How the Multi-Billion Dollar Vitamin Industry Is Ripping You Off

April 9th 2016

Alex Mierjeski

Open up your medicine cabinet or refrigerator, and you'll likely find them: neglected canisters of multivitamins you bought years ago, thinking, 'It can't hurt; why not?'

And you're not alone: Around half of Americans report regularly taking vitamins or other mineral supplements, according to a 2013 Gallup poll.

Vitamins and dietary supplements are a multibillion-dollar business in the U.S. But research in recent years suggests that you're probably better off forgoing that daily multi altogether.

"We believe that the case is closed: Supplementing the diet of well-nourished adults with (most) mineral or vitamin supplements has no clear benefit and might even be harmful," wrote the authors of an editorial summarizing research published in the Annals of Internal Medicine in 2013.


Research in three studies — all equally damning — examined the durability of health claims of supplements such as beta carotene; vitamins A, E, and B; antioxidants; and folic acid. Here's what those studies found:

  • A study of about 400,000 adults found that healthy people who received daily multivitamins were no less likely than those who didn't to develop cancer or heart disease or to live longer.
  • After examining about 6,000 men older than 65, a second study concluded that those who received multivitamins had no better cognitive performance or verbal memory than those who did not.
  • A third study looked at 1,700 men and women with history of heart attacks. The authors reported a high dropout rate, but even still, multivitamins appeared to have no preventative effect.


"Enough is enough: Stop wasting money on vitamin and mineral supplements," the authors concluded in the accompanying editorial.

Research looking into the less-than-reassuring effects of taking multivitamins stretches back years, but there have been few crackdowns on the industry. That is, until recently.

Last year, the U.S. Justice Department filed both civil and criminal complaints against 117 dietary supplement manufacturers amid broader calls for increased regulation of the industry. Many of the products targeted in the investigation included workout supplements found to contain dubious stimulants concocted in Chinese chemical factories, The New York Times reported.

Such products are, of course, different from daily vitamin supplements, which remain popular and enjoy a positive reputation among the general public (not to mention strong support from industry lobbying groups such as the National Products Association and the Council for Responsible Nutrition). It's unclear whether or when that will change.

For its part, the industry has repeatedly defended the effectiveness of its products. It has also argued that people with incomplete diets or "nutrient gaps" can fix any imbalances with supplements.

"While those in the ivory tower may say that people just need to eat their sardines and salads, in the real world there are nutrient gaps," Duffy MacKay of the Council for Responsible Nutrition said in 2013.

Not everyone buys that argument.

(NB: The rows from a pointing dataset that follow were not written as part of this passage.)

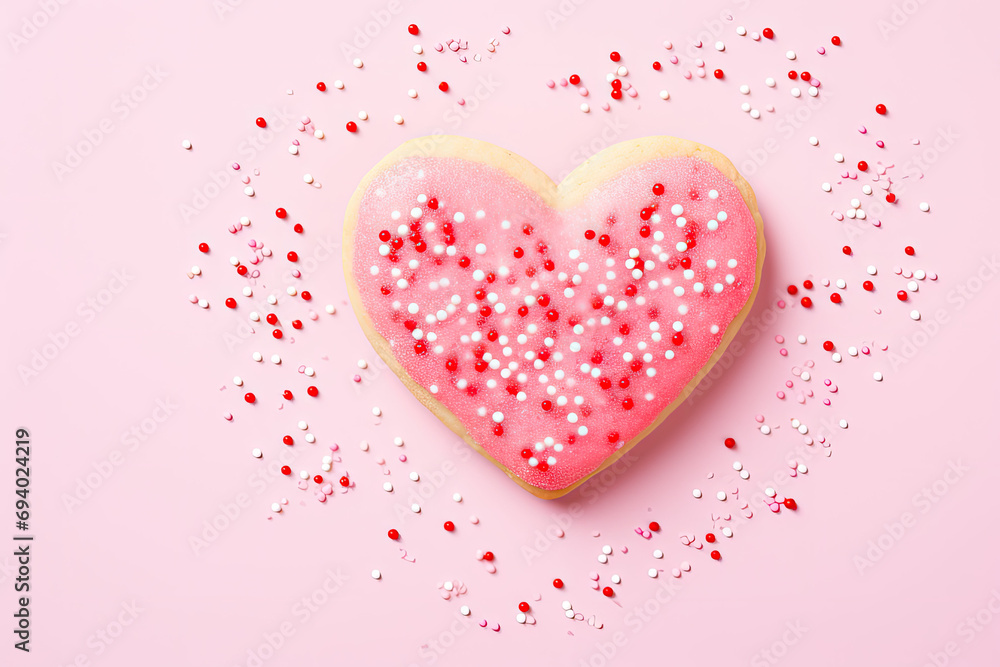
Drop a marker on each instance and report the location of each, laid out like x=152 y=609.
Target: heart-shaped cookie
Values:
x=552 y=326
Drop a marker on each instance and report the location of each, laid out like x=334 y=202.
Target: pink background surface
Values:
x=129 y=542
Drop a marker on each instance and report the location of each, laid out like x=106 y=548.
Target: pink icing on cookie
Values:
x=554 y=336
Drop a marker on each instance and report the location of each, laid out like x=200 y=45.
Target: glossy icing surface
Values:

The Daily Beast reported that it's questionable whether the so-called nutrients in dietary supplements are processed in the same way as nutrients in foods:

"The ingestion of supplements, however, is anything but natural. Although popping 1,000 milligrams of Vitamin C (present in forms as delightful as gummy bears) might seem like no big deal, you would have to eat 14 oranges or eight cantaloupes to achieve the same amount. It’s hard to eat eight cantaloupes at one time."

In any case, the public seems to want supplements. "Sales of multivitamins and other supplements have not been affected by major studies with null results," the authors of the 2013 studies wrote. "We should transplant null and negative findings into action. The message is simple: Most supplements do not prevent chronic disease or death, their use is not justified, and they should be avoided."